Univers anglophone pour la première partie, germanophone pour la seconde. Dans deux cycles de lieder de Webern datant de périodes fort différentes – l’opus 3 (1909) et l’opus 25 (1934) – on retrouve avec bonheur la grande spécialiste de la musique du XXe siècle, en outre visiblement plus à l’aise dans cet environnement linguistique. Concluant par sept des cinquante-trois Mörike-Lieder (1888) de Wolf, elle semble se libérer complètement, sans partition, et s’impose par un souci de la nuance davantage que de la couleur, en harmonie avec une sélection privilégiant il est vrai les teintes sombres et les atmosphères méditatives. Même le fameux Feuerreiter conclusif, que l’on a sans doute connu plus exubérant, ne s’en révèle que plus saisissant.


De Webern à Wolf, ce sont six extraits du Tierkreis (1975) de Stockhausen qui font cette fois-ci office de «passerelle»: fermeté de la construction du premier, sens mélodique du second.

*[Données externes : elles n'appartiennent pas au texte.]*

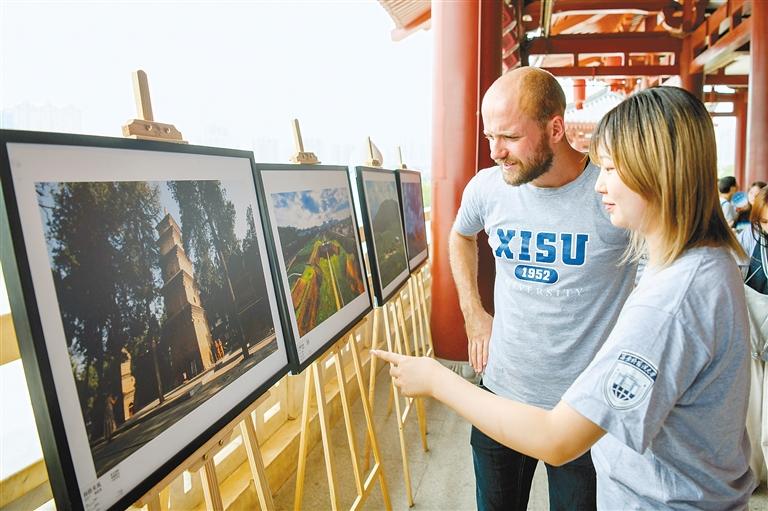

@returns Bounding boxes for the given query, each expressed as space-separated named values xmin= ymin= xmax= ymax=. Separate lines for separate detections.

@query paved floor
xmin=272 ymin=367 xmax=768 ymax=510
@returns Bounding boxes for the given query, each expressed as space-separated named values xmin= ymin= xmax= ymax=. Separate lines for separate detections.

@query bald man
xmin=449 ymin=67 xmax=637 ymax=510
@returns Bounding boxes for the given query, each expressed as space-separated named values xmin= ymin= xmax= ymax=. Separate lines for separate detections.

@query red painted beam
xmin=542 ymin=64 xmax=677 ymax=77
xmin=690 ymin=16 xmax=751 ymax=74
xmin=705 ymin=74 xmax=748 ymax=87
xmin=527 ymin=33 xmax=681 ymax=56
xmin=525 ymin=0 xmax=675 ymax=21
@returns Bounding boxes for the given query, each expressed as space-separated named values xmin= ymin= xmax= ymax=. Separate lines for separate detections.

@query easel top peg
xmin=365 ymin=136 xmax=383 ymax=168
xmin=122 ymin=69 xmax=186 ymax=143
xmin=289 ymin=118 xmax=321 ymax=164
xmin=397 ymin=146 xmax=407 ymax=170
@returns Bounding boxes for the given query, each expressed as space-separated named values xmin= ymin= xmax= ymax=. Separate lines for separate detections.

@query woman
xmin=748 ymin=181 xmax=767 ymax=206
xmin=375 ymin=87 xmax=756 ymax=509
xmin=739 ymin=187 xmax=768 ymax=294
xmin=737 ymin=187 xmax=768 ymax=483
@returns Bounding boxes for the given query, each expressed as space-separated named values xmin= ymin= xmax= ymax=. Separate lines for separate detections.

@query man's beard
xmin=498 ymin=137 xmax=554 ymax=186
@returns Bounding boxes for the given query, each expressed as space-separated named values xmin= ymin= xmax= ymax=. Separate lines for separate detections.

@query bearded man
xmin=449 ymin=67 xmax=637 ymax=511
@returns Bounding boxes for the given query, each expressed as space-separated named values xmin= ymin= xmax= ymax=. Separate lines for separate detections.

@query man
xmin=449 ymin=67 xmax=636 ymax=510
xmin=719 ymin=176 xmax=738 ymax=227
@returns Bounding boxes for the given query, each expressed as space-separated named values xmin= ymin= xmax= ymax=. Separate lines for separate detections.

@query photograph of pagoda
xmin=35 ymin=178 xmax=279 ymax=476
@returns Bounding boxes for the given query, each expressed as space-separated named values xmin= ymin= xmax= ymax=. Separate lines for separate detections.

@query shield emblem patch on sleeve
xmin=603 ymin=350 xmax=658 ymax=410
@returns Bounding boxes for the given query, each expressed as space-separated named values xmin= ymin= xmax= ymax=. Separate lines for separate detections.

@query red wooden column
xmin=573 ymin=79 xmax=586 ymax=109
xmin=680 ymin=33 xmax=703 ymax=99
xmin=747 ymin=0 xmax=768 ymax=184
xmin=431 ymin=1 xmax=500 ymax=361
xmin=734 ymin=90 xmax=747 ymax=187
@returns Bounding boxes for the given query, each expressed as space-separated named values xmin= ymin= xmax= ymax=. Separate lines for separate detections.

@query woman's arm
xmin=374 ymin=350 xmax=605 ymax=466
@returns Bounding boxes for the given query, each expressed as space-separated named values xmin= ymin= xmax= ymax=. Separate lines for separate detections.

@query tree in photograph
xmin=39 ymin=182 xmax=162 ymax=440
xmin=166 ymin=181 xmax=250 ymax=357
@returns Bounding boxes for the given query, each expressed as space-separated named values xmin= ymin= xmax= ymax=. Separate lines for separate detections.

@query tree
xmin=39 ymin=181 xmax=162 ymax=439
xmin=166 ymin=180 xmax=249 ymax=356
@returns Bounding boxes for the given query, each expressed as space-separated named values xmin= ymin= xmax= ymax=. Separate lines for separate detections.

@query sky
xmin=363 ymin=178 xmax=398 ymax=220
xmin=271 ymin=187 xmax=352 ymax=230
xmin=0 ymin=0 xmax=432 ymax=314
xmin=0 ymin=0 xmax=434 ymax=171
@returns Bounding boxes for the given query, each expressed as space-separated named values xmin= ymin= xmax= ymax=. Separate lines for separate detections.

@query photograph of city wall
xmin=270 ymin=187 xmax=366 ymax=337
xmin=36 ymin=179 xmax=280 ymax=477
xmin=401 ymin=179 xmax=428 ymax=266
xmin=363 ymin=177 xmax=408 ymax=290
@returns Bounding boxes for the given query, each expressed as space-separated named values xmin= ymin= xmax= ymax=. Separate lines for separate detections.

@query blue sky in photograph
xmin=364 ymin=179 xmax=398 ymax=220
xmin=272 ymin=187 xmax=351 ymax=230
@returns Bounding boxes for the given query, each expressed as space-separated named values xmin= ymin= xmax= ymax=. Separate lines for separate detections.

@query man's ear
xmin=549 ymin=116 xmax=566 ymax=143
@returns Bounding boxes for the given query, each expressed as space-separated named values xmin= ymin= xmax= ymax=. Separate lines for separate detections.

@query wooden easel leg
xmin=417 ymin=270 xmax=434 ymax=355
xmin=385 ymin=305 xmax=396 ymax=417
xmin=293 ymin=370 xmax=313 ymax=511
xmin=363 ymin=307 xmax=381 ymax=471
xmin=241 ymin=412 xmax=275 ymax=511
xmin=384 ymin=301 xmax=415 ymax=507
xmin=332 ymin=344 xmax=364 ymax=496
xmin=199 ymin=459 xmax=224 ymax=511
xmin=349 ymin=332 xmax=392 ymax=511
xmin=146 ymin=493 xmax=161 ymax=511
xmin=368 ymin=306 xmax=381 ymax=412
xmin=313 ymin=361 xmax=341 ymax=511
xmin=408 ymin=277 xmax=422 ymax=357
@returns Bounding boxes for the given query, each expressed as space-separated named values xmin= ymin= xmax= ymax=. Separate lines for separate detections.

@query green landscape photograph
xmin=271 ymin=187 xmax=366 ymax=336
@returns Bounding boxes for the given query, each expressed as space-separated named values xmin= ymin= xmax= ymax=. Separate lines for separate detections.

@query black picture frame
xmin=254 ymin=163 xmax=373 ymax=374
xmin=354 ymin=166 xmax=410 ymax=306
xmin=0 ymin=129 xmax=291 ymax=511
xmin=395 ymin=169 xmax=429 ymax=271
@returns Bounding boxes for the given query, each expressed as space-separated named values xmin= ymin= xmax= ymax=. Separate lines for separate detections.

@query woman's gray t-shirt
xmin=563 ymin=246 xmax=756 ymax=510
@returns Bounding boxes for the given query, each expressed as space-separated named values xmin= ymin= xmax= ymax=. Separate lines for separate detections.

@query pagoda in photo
xmin=156 ymin=212 xmax=214 ymax=384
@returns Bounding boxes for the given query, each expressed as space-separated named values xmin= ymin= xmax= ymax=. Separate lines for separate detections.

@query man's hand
xmin=371 ymin=350 xmax=443 ymax=398
xmin=466 ymin=309 xmax=493 ymax=374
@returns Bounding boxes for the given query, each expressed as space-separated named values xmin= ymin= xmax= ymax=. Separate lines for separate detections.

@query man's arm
xmin=449 ymin=229 xmax=493 ymax=373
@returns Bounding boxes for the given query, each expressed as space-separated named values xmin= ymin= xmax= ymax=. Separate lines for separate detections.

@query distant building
xmin=564 ymin=89 xmax=626 ymax=152
xmin=1 ymin=101 xmax=82 ymax=133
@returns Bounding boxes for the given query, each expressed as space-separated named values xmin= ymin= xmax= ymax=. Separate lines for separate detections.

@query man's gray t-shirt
xmin=453 ymin=163 xmax=636 ymax=408
xmin=563 ymin=246 xmax=756 ymax=510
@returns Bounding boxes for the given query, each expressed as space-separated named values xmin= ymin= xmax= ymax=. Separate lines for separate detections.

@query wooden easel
xmin=125 ymin=71 xmax=274 ymax=510
xmin=134 ymin=392 xmax=275 ymax=511
xmin=289 ymin=127 xmax=390 ymax=511
xmin=122 ymin=70 xmax=186 ymax=143
xmin=292 ymin=321 xmax=391 ymax=511
xmin=360 ymin=142 xmax=430 ymax=507
xmin=288 ymin=118 xmax=320 ymax=164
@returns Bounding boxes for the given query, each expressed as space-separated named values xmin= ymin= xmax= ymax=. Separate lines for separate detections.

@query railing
xmin=0 ymin=259 xmax=432 ymax=510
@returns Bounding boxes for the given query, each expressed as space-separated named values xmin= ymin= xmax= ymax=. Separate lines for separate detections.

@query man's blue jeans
xmin=470 ymin=386 xmax=597 ymax=511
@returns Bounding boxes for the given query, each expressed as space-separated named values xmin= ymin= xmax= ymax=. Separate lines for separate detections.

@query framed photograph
xmin=0 ymin=130 xmax=290 ymax=511
xmin=395 ymin=169 xmax=429 ymax=271
xmin=355 ymin=166 xmax=410 ymax=306
xmin=255 ymin=163 xmax=372 ymax=373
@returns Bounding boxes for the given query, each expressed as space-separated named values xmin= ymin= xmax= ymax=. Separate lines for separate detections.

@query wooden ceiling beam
xmin=542 ymin=64 xmax=677 ymax=77
xmin=688 ymin=3 xmax=750 ymax=74
xmin=527 ymin=32 xmax=681 ymax=55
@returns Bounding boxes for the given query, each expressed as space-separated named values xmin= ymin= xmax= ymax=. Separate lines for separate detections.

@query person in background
xmin=748 ymin=181 xmax=767 ymax=206
xmin=376 ymin=86 xmax=756 ymax=510
xmin=733 ymin=191 xmax=751 ymax=232
xmin=719 ymin=175 xmax=738 ymax=228
xmin=738 ymin=187 xmax=768 ymax=294
xmin=736 ymin=186 xmax=768 ymax=485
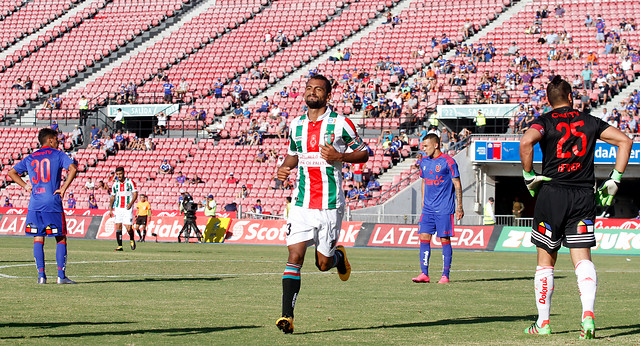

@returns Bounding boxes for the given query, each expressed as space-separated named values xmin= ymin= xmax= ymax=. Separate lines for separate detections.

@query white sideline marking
xmin=1 ymin=259 xmax=640 ymax=280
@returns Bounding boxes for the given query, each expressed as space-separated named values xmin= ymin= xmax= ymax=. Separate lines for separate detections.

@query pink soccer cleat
xmin=437 ymin=276 xmax=450 ymax=284
xmin=412 ymin=273 xmax=430 ymax=283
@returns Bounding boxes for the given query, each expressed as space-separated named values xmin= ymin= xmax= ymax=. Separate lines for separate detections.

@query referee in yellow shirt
xmin=135 ymin=194 xmax=152 ymax=242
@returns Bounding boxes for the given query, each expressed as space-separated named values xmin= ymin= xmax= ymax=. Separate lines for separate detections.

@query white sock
xmin=575 ymin=259 xmax=597 ymax=321
xmin=535 ymin=266 xmax=554 ymax=327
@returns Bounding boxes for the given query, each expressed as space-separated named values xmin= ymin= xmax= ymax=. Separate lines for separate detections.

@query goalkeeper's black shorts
xmin=532 ymin=184 xmax=596 ymax=253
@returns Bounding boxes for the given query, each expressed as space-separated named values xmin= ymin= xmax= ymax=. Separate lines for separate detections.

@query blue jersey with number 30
xmin=13 ymin=146 xmax=74 ymax=212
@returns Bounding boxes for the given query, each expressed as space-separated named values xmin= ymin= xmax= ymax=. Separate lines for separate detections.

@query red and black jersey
xmin=530 ymin=106 xmax=610 ymax=188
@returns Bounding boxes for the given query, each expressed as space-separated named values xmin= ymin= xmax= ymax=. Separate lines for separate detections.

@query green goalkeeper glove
xmin=596 ymin=169 xmax=622 ymax=206
xmin=523 ymin=170 xmax=551 ymax=197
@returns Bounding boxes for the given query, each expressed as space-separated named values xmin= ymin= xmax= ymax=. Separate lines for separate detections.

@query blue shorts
xmin=418 ymin=212 xmax=454 ymax=238
xmin=25 ymin=211 xmax=67 ymax=237
xmin=354 ymin=173 xmax=363 ymax=182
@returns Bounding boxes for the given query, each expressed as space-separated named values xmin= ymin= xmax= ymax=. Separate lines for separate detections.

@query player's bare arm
xmin=519 ymin=128 xmax=543 ymax=172
xmin=320 ymin=144 xmax=369 ymax=163
xmin=54 ymin=163 xmax=77 ymax=196
xmin=599 ymin=126 xmax=632 ymax=173
xmin=452 ymin=177 xmax=464 ymax=220
xmin=108 ymin=195 xmax=115 ymax=217
xmin=127 ymin=192 xmax=138 ymax=210
xmin=277 ymin=155 xmax=298 ymax=181
xmin=7 ymin=168 xmax=31 ymax=193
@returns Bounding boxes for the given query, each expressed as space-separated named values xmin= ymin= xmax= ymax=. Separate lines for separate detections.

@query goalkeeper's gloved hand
xmin=523 ymin=170 xmax=551 ymax=197
xmin=596 ymin=169 xmax=622 ymax=206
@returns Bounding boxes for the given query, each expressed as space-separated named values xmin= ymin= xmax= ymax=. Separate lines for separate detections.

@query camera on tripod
xmin=178 ymin=195 xmax=202 ymax=243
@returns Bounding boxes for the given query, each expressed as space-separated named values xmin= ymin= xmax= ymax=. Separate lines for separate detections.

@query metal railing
xmin=243 ymin=211 xmax=284 ymax=220
xmin=465 ymin=214 xmax=534 ymax=227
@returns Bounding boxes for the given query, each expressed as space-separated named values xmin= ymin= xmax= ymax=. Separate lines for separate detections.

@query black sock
xmin=334 ymin=250 xmax=346 ymax=273
xmin=282 ymin=263 xmax=302 ymax=318
xmin=142 ymin=231 xmax=146 ymax=240
xmin=128 ymin=230 xmax=135 ymax=241
xmin=116 ymin=231 xmax=123 ymax=247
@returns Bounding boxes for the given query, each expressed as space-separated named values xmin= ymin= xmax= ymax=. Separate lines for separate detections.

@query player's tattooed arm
xmin=452 ymin=177 xmax=464 ymax=220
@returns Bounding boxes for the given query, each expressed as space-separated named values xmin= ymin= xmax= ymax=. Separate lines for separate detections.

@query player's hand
xmin=24 ymin=184 xmax=32 ymax=194
xmin=53 ymin=188 xmax=65 ymax=196
xmin=523 ymin=170 xmax=551 ymax=197
xmin=277 ymin=166 xmax=291 ymax=181
xmin=109 ymin=210 xmax=114 ymax=218
xmin=320 ymin=144 xmax=342 ymax=162
xmin=455 ymin=207 xmax=464 ymax=221
xmin=596 ymin=169 xmax=622 ymax=206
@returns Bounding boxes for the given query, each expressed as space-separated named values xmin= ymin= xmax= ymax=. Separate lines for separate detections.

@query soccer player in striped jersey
xmin=109 ymin=166 xmax=138 ymax=251
xmin=8 ymin=128 xmax=78 ymax=284
xmin=275 ymin=75 xmax=369 ymax=334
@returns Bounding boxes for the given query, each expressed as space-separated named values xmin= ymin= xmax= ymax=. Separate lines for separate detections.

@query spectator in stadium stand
xmin=256 ymin=97 xmax=270 ymax=113
xmin=84 ymin=177 xmax=95 ymax=191
xmin=236 ymin=185 xmax=249 ymax=198
xmin=272 ymin=173 xmax=284 ymax=190
xmin=155 ymin=70 xmax=167 ymax=81
xmin=398 ymin=129 xmax=409 ymax=145
xmin=114 ymin=130 xmax=126 ymax=150
xmin=11 ymin=78 xmax=24 ymax=89
xmin=584 ymin=14 xmax=593 ymax=27
xmin=357 ymin=185 xmax=370 ymax=200
xmin=213 ymin=78 xmax=224 ymax=98
xmin=3 ymin=197 xmax=13 ymax=207
xmin=56 ymin=130 xmax=66 ymax=146
xmin=162 ymin=79 xmax=175 ymax=104
xmin=352 ymin=163 xmax=365 ymax=188
xmin=252 ymin=200 xmax=263 ymax=215
xmin=176 ymin=78 xmax=189 ymax=100
xmin=224 ymin=201 xmax=238 ymax=212
xmin=175 ymin=171 xmax=186 ymax=185
xmin=158 ymin=159 xmax=173 ymax=175
xmin=43 ymin=95 xmax=55 ymax=109
xmin=258 ymin=118 xmax=270 ymax=135
xmin=104 ymin=135 xmax=117 ymax=156
xmin=226 ymin=173 xmax=238 ymax=185
xmin=329 ymin=48 xmax=343 ymax=61
xmin=155 ymin=112 xmax=167 ymax=135
xmin=461 ymin=18 xmax=474 ymax=39
xmin=52 ymin=94 xmax=62 ymax=109
xmin=255 ymin=148 xmax=267 ymax=163
xmin=279 ymin=87 xmax=289 ymax=98
xmin=289 ymin=87 xmax=300 ymax=98
xmin=512 ymin=196 xmax=525 ymax=220
xmin=346 ymin=185 xmax=358 ymax=202
xmin=89 ymin=124 xmax=100 ymax=139
xmin=88 ymin=194 xmax=98 ymax=209
xmin=67 ymin=193 xmax=76 ymax=209
xmin=145 ymin=138 xmax=155 ymax=151
xmin=343 ymin=166 xmax=353 ymax=181
xmin=276 ymin=117 xmax=288 ymax=139
xmin=232 ymin=80 xmax=243 ymax=100
xmin=70 ymin=125 xmax=82 ymax=147
xmin=97 ymin=180 xmax=108 ymax=192
xmin=89 ymin=135 xmax=101 ymax=149
xmin=367 ymin=177 xmax=381 ymax=192
xmin=188 ymin=174 xmax=203 ymax=184
xmin=595 ymin=18 xmax=605 ymax=42
xmin=113 ymin=108 xmax=125 ymax=131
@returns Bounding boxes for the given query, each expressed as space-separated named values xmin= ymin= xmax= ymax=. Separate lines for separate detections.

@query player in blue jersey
xmin=8 ymin=128 xmax=78 ymax=284
xmin=412 ymin=133 xmax=464 ymax=284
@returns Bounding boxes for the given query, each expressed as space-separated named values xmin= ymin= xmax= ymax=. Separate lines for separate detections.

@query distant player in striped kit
xmin=412 ymin=133 xmax=464 ymax=284
xmin=109 ymin=166 xmax=138 ymax=251
xmin=8 ymin=128 xmax=78 ymax=284
xmin=275 ymin=75 xmax=369 ymax=334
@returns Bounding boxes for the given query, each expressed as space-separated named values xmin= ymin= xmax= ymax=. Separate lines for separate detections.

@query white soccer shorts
xmin=113 ymin=207 xmax=134 ymax=225
xmin=286 ymin=205 xmax=344 ymax=257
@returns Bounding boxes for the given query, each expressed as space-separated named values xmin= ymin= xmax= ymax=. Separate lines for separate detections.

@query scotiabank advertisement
xmin=365 ymin=224 xmax=495 ymax=249
xmin=0 ymin=214 xmax=93 ymax=238
xmin=494 ymin=225 xmax=640 ymax=255
xmin=225 ymin=219 xmax=363 ymax=247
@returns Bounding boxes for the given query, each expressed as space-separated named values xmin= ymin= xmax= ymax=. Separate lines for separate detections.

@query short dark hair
xmin=308 ymin=74 xmax=332 ymax=94
xmin=546 ymin=75 xmax=572 ymax=107
xmin=425 ymin=133 xmax=441 ymax=145
xmin=38 ymin=128 xmax=58 ymax=145
xmin=115 ymin=166 xmax=125 ymax=173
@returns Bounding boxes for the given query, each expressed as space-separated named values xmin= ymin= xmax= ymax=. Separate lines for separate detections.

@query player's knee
xmin=287 ymin=253 xmax=304 ymax=265
xmin=419 ymin=233 xmax=431 ymax=241
xmin=315 ymin=257 xmax=332 ymax=271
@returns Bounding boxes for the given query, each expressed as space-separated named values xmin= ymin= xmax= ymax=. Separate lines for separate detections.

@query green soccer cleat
xmin=579 ymin=317 xmax=595 ymax=339
xmin=525 ymin=322 xmax=551 ymax=335
xmin=276 ymin=316 xmax=294 ymax=334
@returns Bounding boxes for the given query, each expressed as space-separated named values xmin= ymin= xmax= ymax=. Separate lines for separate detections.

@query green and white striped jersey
xmin=288 ymin=108 xmax=366 ymax=209
xmin=111 ymin=178 xmax=137 ymax=209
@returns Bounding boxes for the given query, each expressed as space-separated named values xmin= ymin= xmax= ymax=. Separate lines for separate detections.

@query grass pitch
xmin=1 ymin=237 xmax=639 ymax=344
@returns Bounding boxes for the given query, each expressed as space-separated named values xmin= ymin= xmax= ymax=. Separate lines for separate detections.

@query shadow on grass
xmin=0 ymin=321 xmax=134 ymax=329
xmin=297 ymin=315 xmax=538 ymax=335
xmin=0 ymin=325 xmax=260 ymax=339
xmin=84 ymin=277 xmax=229 ymax=284
xmin=552 ymin=323 xmax=640 ymax=338
xmin=454 ymin=275 xmax=567 ymax=283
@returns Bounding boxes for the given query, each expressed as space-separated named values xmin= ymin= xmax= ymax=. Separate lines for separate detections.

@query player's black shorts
xmin=532 ymin=184 xmax=596 ymax=253
xmin=135 ymin=215 xmax=147 ymax=226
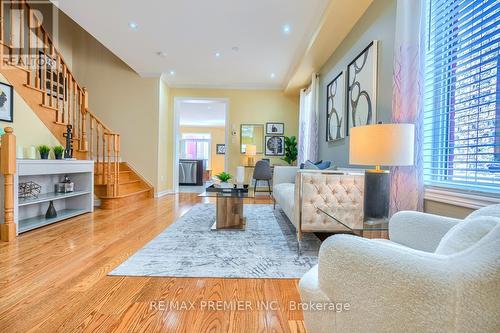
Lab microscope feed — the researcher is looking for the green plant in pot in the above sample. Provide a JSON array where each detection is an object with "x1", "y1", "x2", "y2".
[
  {"x1": 37, "y1": 145, "x2": 51, "y2": 160},
  {"x1": 52, "y1": 146, "x2": 65, "y2": 160},
  {"x1": 215, "y1": 172, "x2": 233, "y2": 188},
  {"x1": 281, "y1": 136, "x2": 298, "y2": 165}
]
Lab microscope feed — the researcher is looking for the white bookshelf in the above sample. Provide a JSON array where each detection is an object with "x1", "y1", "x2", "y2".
[{"x1": 9, "y1": 160, "x2": 94, "y2": 234}]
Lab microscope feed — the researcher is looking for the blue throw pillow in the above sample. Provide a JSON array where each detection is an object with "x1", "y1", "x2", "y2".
[{"x1": 316, "y1": 161, "x2": 331, "y2": 170}]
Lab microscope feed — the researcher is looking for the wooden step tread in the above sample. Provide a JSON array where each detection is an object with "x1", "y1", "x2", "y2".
[
  {"x1": 119, "y1": 179, "x2": 140, "y2": 185},
  {"x1": 94, "y1": 170, "x2": 131, "y2": 175},
  {"x1": 24, "y1": 84, "x2": 44, "y2": 93},
  {"x1": 40, "y1": 103, "x2": 59, "y2": 111},
  {"x1": 98, "y1": 188, "x2": 151, "y2": 200}
]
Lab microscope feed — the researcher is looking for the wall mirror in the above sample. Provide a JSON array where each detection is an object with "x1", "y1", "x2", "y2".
[{"x1": 240, "y1": 124, "x2": 264, "y2": 154}]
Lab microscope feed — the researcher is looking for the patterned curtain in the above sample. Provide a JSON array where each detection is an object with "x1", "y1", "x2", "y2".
[
  {"x1": 390, "y1": 0, "x2": 425, "y2": 214},
  {"x1": 298, "y1": 74, "x2": 320, "y2": 164}
]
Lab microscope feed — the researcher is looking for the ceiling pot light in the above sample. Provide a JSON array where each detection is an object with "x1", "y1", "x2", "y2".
[
  {"x1": 232, "y1": 46, "x2": 239, "y2": 52},
  {"x1": 215, "y1": 52, "x2": 221, "y2": 58},
  {"x1": 129, "y1": 21, "x2": 138, "y2": 30},
  {"x1": 270, "y1": 73, "x2": 276, "y2": 79},
  {"x1": 169, "y1": 70, "x2": 176, "y2": 76},
  {"x1": 282, "y1": 24, "x2": 291, "y2": 34},
  {"x1": 157, "y1": 51, "x2": 167, "y2": 57}
]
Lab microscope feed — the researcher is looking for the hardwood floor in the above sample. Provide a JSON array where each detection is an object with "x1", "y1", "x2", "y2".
[{"x1": 0, "y1": 194, "x2": 306, "y2": 333}]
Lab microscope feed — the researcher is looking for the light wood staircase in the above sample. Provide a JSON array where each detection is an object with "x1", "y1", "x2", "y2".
[{"x1": 0, "y1": 0, "x2": 153, "y2": 208}]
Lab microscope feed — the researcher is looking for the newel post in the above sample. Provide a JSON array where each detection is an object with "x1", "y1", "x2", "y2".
[
  {"x1": 81, "y1": 87, "x2": 89, "y2": 153},
  {"x1": 1, "y1": 127, "x2": 16, "y2": 241}
]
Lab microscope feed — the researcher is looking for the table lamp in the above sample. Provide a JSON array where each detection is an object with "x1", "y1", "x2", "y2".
[
  {"x1": 349, "y1": 123, "x2": 415, "y2": 219},
  {"x1": 246, "y1": 144, "x2": 257, "y2": 166}
]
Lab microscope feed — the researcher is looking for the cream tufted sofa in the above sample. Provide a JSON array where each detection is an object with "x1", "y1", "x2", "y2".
[{"x1": 272, "y1": 166, "x2": 365, "y2": 239}]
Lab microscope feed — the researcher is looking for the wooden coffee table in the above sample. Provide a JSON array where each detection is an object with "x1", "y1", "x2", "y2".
[{"x1": 199, "y1": 186, "x2": 254, "y2": 230}]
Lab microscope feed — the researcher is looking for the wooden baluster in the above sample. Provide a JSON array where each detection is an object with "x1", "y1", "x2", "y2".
[
  {"x1": 27, "y1": 7, "x2": 32, "y2": 85},
  {"x1": 67, "y1": 74, "x2": 72, "y2": 126},
  {"x1": 96, "y1": 124, "x2": 100, "y2": 183},
  {"x1": 107, "y1": 133, "x2": 112, "y2": 195},
  {"x1": 0, "y1": 0, "x2": 4, "y2": 44},
  {"x1": 9, "y1": 1, "x2": 13, "y2": 48},
  {"x1": 18, "y1": 0, "x2": 23, "y2": 67},
  {"x1": 89, "y1": 116, "x2": 94, "y2": 160},
  {"x1": 49, "y1": 44, "x2": 54, "y2": 107},
  {"x1": 81, "y1": 88, "x2": 88, "y2": 152},
  {"x1": 61, "y1": 63, "x2": 69, "y2": 123},
  {"x1": 102, "y1": 131, "x2": 106, "y2": 189},
  {"x1": 72, "y1": 81, "x2": 77, "y2": 139},
  {"x1": 115, "y1": 134, "x2": 120, "y2": 196},
  {"x1": 34, "y1": 13, "x2": 40, "y2": 88},
  {"x1": 55, "y1": 53, "x2": 60, "y2": 115},
  {"x1": 43, "y1": 32, "x2": 48, "y2": 103},
  {"x1": 1, "y1": 127, "x2": 16, "y2": 241}
]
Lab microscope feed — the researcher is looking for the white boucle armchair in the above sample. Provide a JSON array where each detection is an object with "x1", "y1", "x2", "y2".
[{"x1": 299, "y1": 204, "x2": 500, "y2": 333}]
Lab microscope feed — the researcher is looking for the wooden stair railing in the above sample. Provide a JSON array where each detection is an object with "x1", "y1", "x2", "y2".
[
  {"x1": 0, "y1": 0, "x2": 120, "y2": 197},
  {"x1": 0, "y1": 127, "x2": 16, "y2": 241}
]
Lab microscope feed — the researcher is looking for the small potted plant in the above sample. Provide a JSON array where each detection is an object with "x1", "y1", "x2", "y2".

C’est l’occasion de réentendre, l’un après l’autre, les protagonistes du diptyque mozartien de la première partie – y compris à nouveau l’insolite harmonica de verre – dans ces pièces dédiées chacune à un signe du zodiaque et laissant aux interprètes une grande liberté de jeu.


Une soirée exemplaire mettant l’exigence de la démarche et la qualité de la prestation au service de la satisfaction de l’intellect et des sens.